We've hit the one-week mark with the kittens, but it feels like it's been months already. For a week, they've come along very well, but they mostly aren't ready for prime-time yet. We decided to separate two of the kittens from the group, as their aggressive antics were having a negative effect on the progress of the other kittens. There was an unmistakable cone of ignorance developing that we had to nip in the bud. Thanks to a friend with some crates to spare, we have them sequestered so we can work on them individually. Here's how they're faring:
1. Littlest kitten: She was already basically tame and she continues to be at the head of the class, showing enthusiasm when we enter the room and being tame enough to be let out to roam around during feeding/play times. She loves to climb her cage and chase the string-on-a-stick toy. She still hisses occasionally but can be held and petted. She could be adopted out immediately.
2. Tuxedo: We think she is female and she too can be held, as long as food is offered. She is over most of her fear yet still hisses frequently and still tries to knock food out of your hand, which is really annoying. If she continues down this path, she should be mostly tame soon.
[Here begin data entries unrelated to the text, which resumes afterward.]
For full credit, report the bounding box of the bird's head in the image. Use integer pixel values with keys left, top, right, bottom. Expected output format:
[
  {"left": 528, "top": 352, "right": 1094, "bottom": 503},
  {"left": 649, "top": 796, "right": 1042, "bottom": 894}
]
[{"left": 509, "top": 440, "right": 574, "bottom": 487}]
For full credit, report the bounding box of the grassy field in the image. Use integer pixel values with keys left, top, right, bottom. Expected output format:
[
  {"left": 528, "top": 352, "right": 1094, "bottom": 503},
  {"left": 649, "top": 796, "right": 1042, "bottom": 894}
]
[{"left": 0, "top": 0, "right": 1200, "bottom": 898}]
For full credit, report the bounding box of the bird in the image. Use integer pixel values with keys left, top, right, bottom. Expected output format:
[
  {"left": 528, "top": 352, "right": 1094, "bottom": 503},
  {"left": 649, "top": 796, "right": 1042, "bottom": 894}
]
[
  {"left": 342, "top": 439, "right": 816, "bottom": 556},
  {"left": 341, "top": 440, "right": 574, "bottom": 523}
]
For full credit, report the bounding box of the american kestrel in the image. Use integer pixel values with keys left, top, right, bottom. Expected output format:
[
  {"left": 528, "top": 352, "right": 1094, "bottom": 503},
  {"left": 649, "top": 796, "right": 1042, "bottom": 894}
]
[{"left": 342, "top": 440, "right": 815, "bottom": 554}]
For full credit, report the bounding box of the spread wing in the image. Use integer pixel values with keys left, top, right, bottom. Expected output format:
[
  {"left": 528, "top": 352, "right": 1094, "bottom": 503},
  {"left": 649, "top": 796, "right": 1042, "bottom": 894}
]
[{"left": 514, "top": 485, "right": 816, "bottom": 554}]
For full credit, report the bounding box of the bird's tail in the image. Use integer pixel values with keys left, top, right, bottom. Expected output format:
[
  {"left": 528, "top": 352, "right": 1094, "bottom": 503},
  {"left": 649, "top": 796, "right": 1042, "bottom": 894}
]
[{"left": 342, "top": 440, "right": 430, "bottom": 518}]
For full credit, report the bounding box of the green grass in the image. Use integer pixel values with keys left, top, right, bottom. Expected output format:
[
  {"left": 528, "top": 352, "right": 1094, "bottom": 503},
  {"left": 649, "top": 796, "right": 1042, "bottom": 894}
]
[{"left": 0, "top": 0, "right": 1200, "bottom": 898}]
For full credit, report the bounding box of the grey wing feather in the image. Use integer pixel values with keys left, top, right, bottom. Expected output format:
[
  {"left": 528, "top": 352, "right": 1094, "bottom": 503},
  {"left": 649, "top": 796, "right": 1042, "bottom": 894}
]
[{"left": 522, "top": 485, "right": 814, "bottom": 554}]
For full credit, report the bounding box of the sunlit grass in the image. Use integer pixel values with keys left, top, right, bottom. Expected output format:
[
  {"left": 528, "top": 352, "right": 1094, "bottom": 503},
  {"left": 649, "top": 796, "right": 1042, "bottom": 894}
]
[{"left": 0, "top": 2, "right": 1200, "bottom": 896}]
3. Gray tabby: Also presumed female, she has recently become aggressive, growling more and getting greedy with food. But she is also getting tamer, allowing us to pet her while eating and even allowing brief moments of holding. Still, she is quick to hiss and growl and run away. But this is a marked improvement over her initial behavior (hiding even when food is offered).
4. Biggest kitten: He seems like a boy to us, he has been separated from the girls because he was very hissy and bossy. Alone, he is still stand-offish but is making slow but steady progress. He lets us pet him when he is eating (although it can be slow going each time we approach). The rest of the time he hisses constantly and hides in his box. But he is bright and showing signs of getting tamer.
5. Orange kitten: He quickly became the worst of the group, freaking out when we were around, growling and spitting and striking at the cage wall when we were near. He has been placed in his own cage and continues to be a terror. We assume this is because he is actually the most scared of them all. Last time, however, when presented with Gerber baby food, he calmed down and actually purred while eating! During this time he could be petted with abandon, and we were even able to lure him out of his cage to sit on my lap! This behavior ends abruptly when the baby food runs out. When not being sweet, he continues most of his bad behavior and also whines in his cage loudly. Although a little disturbing this seems to me a good sign he can be turned to the Tame Side in time.
Of course all this work overshadows the fact that there is still a yard full of cats across the street who will produce more kittens soon if we don't put a stop to it. I have calls into both the ASPCA and the Toby Project, who both maintain mobile clinics for TNR work. However, both are overbooked and riddled with logistical issues, so I have no idea if they will ever come through. I am now toying with the idea of booking a mass appointment with the ASPCA's Bergh clinic, trapping the cats and renting a uhaul to haul them all up there one day. It would suck to have to do all this extra work, but I am not super optimistic about our chances of getting a spay van without many inside-track connections to these groups. And sometimes if you want it done right you have to do it yourself.